Now let’s work through an example of using MLE for simple linear regression. Load in our zombie apocalypse survivors dataset…
f <- "https://raw.githubusercontent.com/difiore/ada-datasets/main/zombies.csv"
d <- read_csv(f, col_names = TRUE)## Rows: 1000 Columns: 10
## ── Column specification ────────────────────────────────────────────────────────
## Delimiter: ","
## chr (4): first_name, last_name, gender, major
## dbl (6): id, height, weight, zombies_killed, years_of_education, age
##
## ℹ Use `spec()` to retrieve the full column specification for this data.
## ℹ Specify the column types or set `show_col_types = FALSE` to quiet this message.
# Standard OLS linear regression model with our zombie apocalypse survivor dataset
m <- lm(data = d, height ~ weight)
summary(m)##
## Call:
## lm(formula = height ~ weight, data = d)
##
## Residuals:
## Min 1Q Median 3Q Max
## -7.1519 -1.5206 -0.0535 1.5167 9.4439
##
## Coefficients:
## Estimate Std.

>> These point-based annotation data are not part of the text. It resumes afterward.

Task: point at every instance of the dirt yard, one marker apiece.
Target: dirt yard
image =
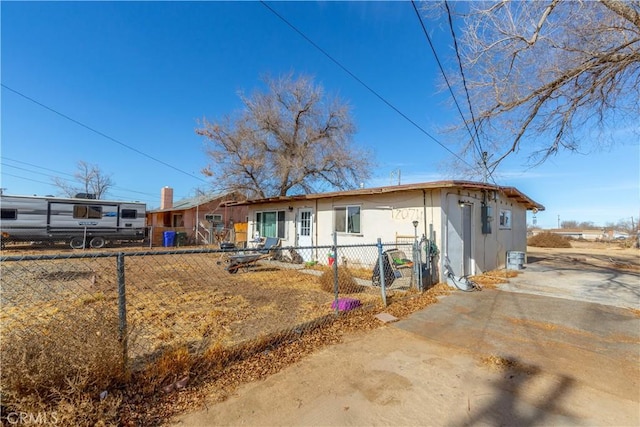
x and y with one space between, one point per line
494 357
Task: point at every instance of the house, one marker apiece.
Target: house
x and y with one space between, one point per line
474 224
574 233
203 219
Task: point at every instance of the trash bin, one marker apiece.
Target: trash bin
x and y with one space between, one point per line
181 238
227 246
169 238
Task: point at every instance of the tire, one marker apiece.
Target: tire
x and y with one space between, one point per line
77 243
97 242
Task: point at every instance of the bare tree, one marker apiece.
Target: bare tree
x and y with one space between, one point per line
544 75
89 179
290 139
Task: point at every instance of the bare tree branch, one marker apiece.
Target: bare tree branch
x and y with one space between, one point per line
89 179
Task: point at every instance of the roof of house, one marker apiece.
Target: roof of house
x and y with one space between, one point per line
192 202
510 192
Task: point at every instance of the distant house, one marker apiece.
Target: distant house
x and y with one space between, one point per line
474 224
204 219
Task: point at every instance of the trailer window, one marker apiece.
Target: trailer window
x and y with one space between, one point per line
9 214
129 213
86 211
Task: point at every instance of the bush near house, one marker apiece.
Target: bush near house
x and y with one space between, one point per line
548 240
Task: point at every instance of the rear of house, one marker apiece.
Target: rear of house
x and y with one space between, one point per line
473 224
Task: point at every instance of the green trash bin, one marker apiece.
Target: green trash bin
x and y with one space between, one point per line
181 238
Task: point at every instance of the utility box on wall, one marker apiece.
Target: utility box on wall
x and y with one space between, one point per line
486 214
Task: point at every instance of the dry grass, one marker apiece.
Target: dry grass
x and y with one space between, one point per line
502 364
61 370
216 373
346 284
548 240
634 311
490 279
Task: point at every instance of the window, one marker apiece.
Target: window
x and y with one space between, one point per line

Error t value Pr(>|t|)
## (Intercept) 39.565446 0.595815 66.41 <2e-16 ***
## weight 0.195019 0.004107 47.49 <2e-16 ***
## ---
## Signif. codes: 0 '***' 0.001 '**' 0.01 '*' 0.05 '.' 0.1 ' ' 1
##
## Residual standard error: 2.389 on 998 degrees of freedom
## Multiple R-squared: 0.6932, Adjusted R-squared: 0.6929
## F-statistic: 2255 on 1 and 998 DF, p-value: < 2.2e-16
# Compare to...
# Likelihood based linear regression with `mle2()`... now we have our own likelihood function that has three instead of two parameters: b0, b1, and sigma, or the standard deviation in (presumably normally distributed!) residuals...

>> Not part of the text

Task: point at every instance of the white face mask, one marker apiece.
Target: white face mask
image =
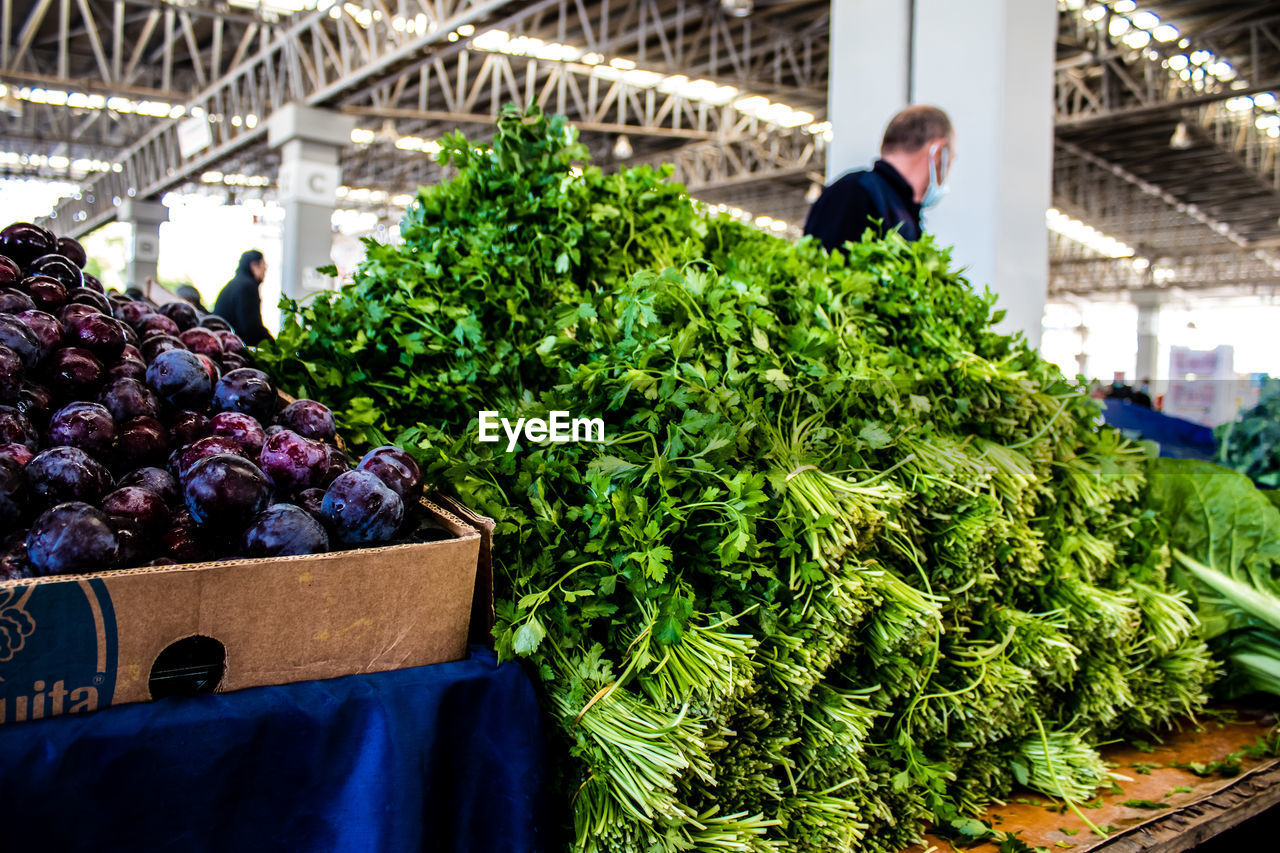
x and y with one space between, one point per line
936 190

simple_nll <- function(b0, b1, sigma, verbose = TRUE) {
# here, we say how our expectation for how our response variable, y, is calculated based on two parameters
y <- b0 + b1 * d$weight
N <- nrow(d)
# decomposition of log density function into R terms...

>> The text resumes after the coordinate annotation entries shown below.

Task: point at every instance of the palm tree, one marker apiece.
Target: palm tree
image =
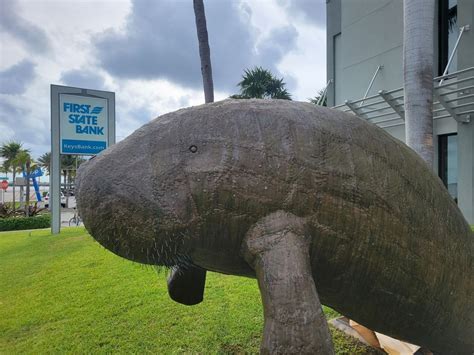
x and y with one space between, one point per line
204 51
9 151
23 160
44 161
259 83
418 18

ll <- -1 * N * log(sqrt(2 * pi)) - N * log(sigma) - 0.5 * sum((d$height - y)^2 / sigma^2)
nll <- -1 * ll
return(nll)
}
mle_norm <- mle2(
minuslogl = simple_nll,
# `simple_nll()` is our likelihood function
start = list(b0 = 10, b1 = 0, sigma = 1),
method = "Nelder-Mead"
# implements the Nelder-Mead algorithm for likelihood maximization
)
mle_norm##
## Call:
## mle2(minuslogl = simple_nll, start = list(b0 = 10, b1 = 0, sigma = 1),
## method = "Nelder-Mead")
##
## Coefficients:
## b0 b1 sigma
## 39.5429077 0.1951592 2.3746502
##
## Log-likelihood: -2288.65
summary(mle_norm)## Maximum likelihood estimation
##
## Call:
## mle2(minuslogl = simple_nll, start = list(b0 = 10, b1 = 0, sigma = 1),
## method = "Nelder-Mead")
##
## Coefficients:
## Estimate Std. Error z value Pr(z)
## b0 39.542908 0.592347 66.756 < 2.2e-16 ***
## b1 0.195159 0.004083 47.798 < 2.2e-16 ***
## sigma 2.374650 0.052716 45.046 < 2.2e-16 ***
## ---
## Signif. codes: 0 '***' 0.001 '**' 0.01 '*' 0.05 '.' 0.1 ' ' 1
##
## -2 log L: 4577.301
# Compare to...
# Likelihood based linear regression with `maxLik()`
loglik <- function(parameters) {
b0 <- parameters[1]
b1 <- parameters[2]
sigma <- parameters[3]
N <- nrow(d)
# here, we say how our expectation for how our response variable, y, is calculated based on parameters
y <- b0 + b1 * d$weight
# estimating mean height as a function of weight
# then use this mu in a similar fashion as previously
ll <- -1 * N * log(sqrt(2 * pi)) - N * log(sigma) - 0.5 * sum((d$height - y)^2 / sigma^2)
return(ll)
}
mle_norm <- maxLik(loglik,
start = c(beta0 = 0, beta1 = 0, sigma = 1),
method = "NM"
)
# implements the Nelder-Mead algorithm for likelihood maximization
summary(mle_norm)## --------------------------------------------
## Maximum Likelihood estimation
## Nelder-Mead maximization, 184 iterations
## Return code 0: successful convergence
## Log-Likelihood: -2288.645
## 3 free parameters
## Estimates:
## Estimate Std. error t value Pr(> t)
## beta0 39.680322 0.950924 41.73 <2e-16 ***
## beta1 0.194221 0.006522 29.78 <2e-16 ***
## sigma 2.387501 0.053872 44.32 <2e-16 ***
## ---
## Signif. codes: 0 '***' 0.001 '**' 0.01 '*' 0.05 '.' 0.1 ' ' 1
## --------------------------------------------
# results of both of these should be similar!